“C’est le jour du Vendredi Saint qu’a eu lieu le massacre de Garissa (Kenya). Je me suis rendue à la morgue où on était en train de transporter les corps des étudiants pour qu’ils puissent être reconnus. Ce n’est pas loin de chez moi à Nairobi et j’y suis allée avec mon appareil photo. Impossible d’échapper au bruit des sirènes. J’ai trouvé d’un côté les parents des étudiants tués qui s’évanouissaient…et de l’autre des collègues avec leur caméra. J’aurais certainement pu réaliser quelque interview, mais je n’y suis pas arrivée ; je me suis trouvée tout de suite en train de pleurer avec ces familles. Il y avait une forte pression de l’opinion publique tout autour, les gens voulaient avoir des nouvelles, attendaient quelque chose…mais moi j’avais besoin de temps pour assumer et digérer une situation si douloureuse, pour être en mesure de dire quelque chose de constructif. Je sentais que j’avais à rester en silence en présence de cette douleur et à résister aux pressions ». C’est le témoignage émouvant de Liliane Mugombozi, journaliste Kényane.
Le nombre des victimes de l’attaque des extrémistes somaliens contre le Garissa University College, dans le Nord-Est du Kenya (à la frontière avec la Somalie et à 350 km de la capitale Nairobi) atteint presque les 150. An cours de la journée du 3 avril les terroristes avaient en effet attaqué le Collège en prenant de mire les étudiants chrétiens. Seule l’intervention des forces armées du gouvernement, qui ont affronté les assaillants tout au long de la journée, a évité que ce carnage prenne encore davantage d’ampleur. Mais la peur de nouvelles attaques reste partout si élevée que n’importe quel incident peut déchaîner la panique avec de lourdes conséquences, comme ce fut le cas le 12 avril au “Kikuyu Campus” (un autre collège universitaire) de Uthiru, à 30 km de Nairobi): un transformateur électrique du quartier a explosé provoquant un bruit semblable à celui de l’explosion d’une bombe. Un étudiant est mort en se jetant du 5ème étage et 150 ont été blessés dans leur folle course pour fuir.
“Dès les premiers jours, avec de nombreuses personnes de la communauté, nous nous sommes rendus à la chambre mortuaire, où avaient été transportés les 148 corps des étudiants tués, pour consoler les personnes qui avaient perdu leurs enfants – raconte Charles Besigye de la communauté locale des focolari – Aujourd’hui, 11 avril, nous avons passé l’après-midi à la morgue avec nos jeunes.

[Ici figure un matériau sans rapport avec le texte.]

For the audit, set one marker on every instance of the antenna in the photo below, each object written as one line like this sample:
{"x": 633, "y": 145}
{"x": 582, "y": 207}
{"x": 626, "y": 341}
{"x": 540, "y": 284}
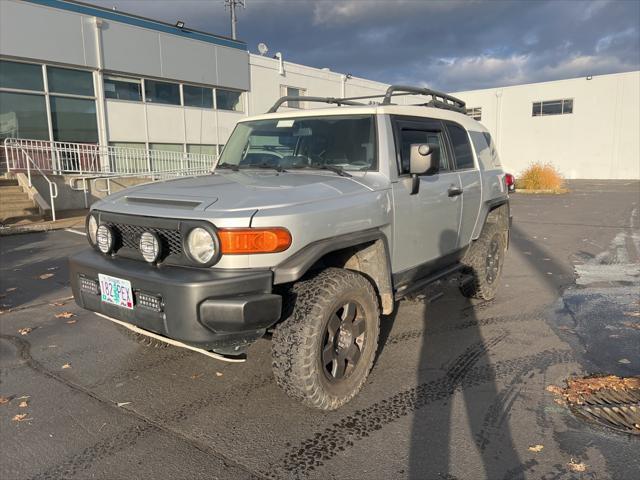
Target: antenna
{"x": 234, "y": 19}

De quoi fendre le cœur !… Des personnes dans l’incertitude absolue qui, au bout d’une semaine, ne savent pas encore où sont leurs propres enfants ! Certains corps ont déjà été identifiés et sont conduits à l’extérieur en vue d’être transportés et enterrés chacun dans leur propre village. La douleur est immense… on assiste à des scènes angoissantes de la part des parents. C’est déchirant de les voir s’écrouler après une si longue attente. Nous sommes restés là pour partager leur souffrance, pour les aider à porter cette lourde croix. Pour pleurer avec ceux qui le peuvent encore, parce que certains n’ont plus de larmes. L’une d’entre nous s’est offerte pour aider à préparer les corps des jeunes défunts avant qu’ils soient présentés aux parents. Une expérience très forte ! Il y a un grand esprit de solidarité de la part des différentes associations et de tout le peuple kényan : on apporte du pain, du lait, des boissons…Et tous les médias appellent à l’unité et au dialogue. C’est aussi émouvant de ressentir l’atmosphère sacrée qu’on respire dans ce lieu. Les personnes se recueillent : certains prient Dieu, d’autres consolent ».
Le soir du Vendredi Saint, au cours du Chemin de Croix au Colisée de Rome, le Pape a eu des mots très durs : « La soif de ton Père Miséricordieux – a dit François – qui en toi a voulu embrasser, pardonner et sauver toute l’humanité, nous fait penser à la soif de nos frères persécutés, décapités et crucifiés à cause de leur foi en Toi, et cela sous nos yeux et souvent avec notre silence complice ». C’est un avertissement fort qui nous incite à ne pas nous taire.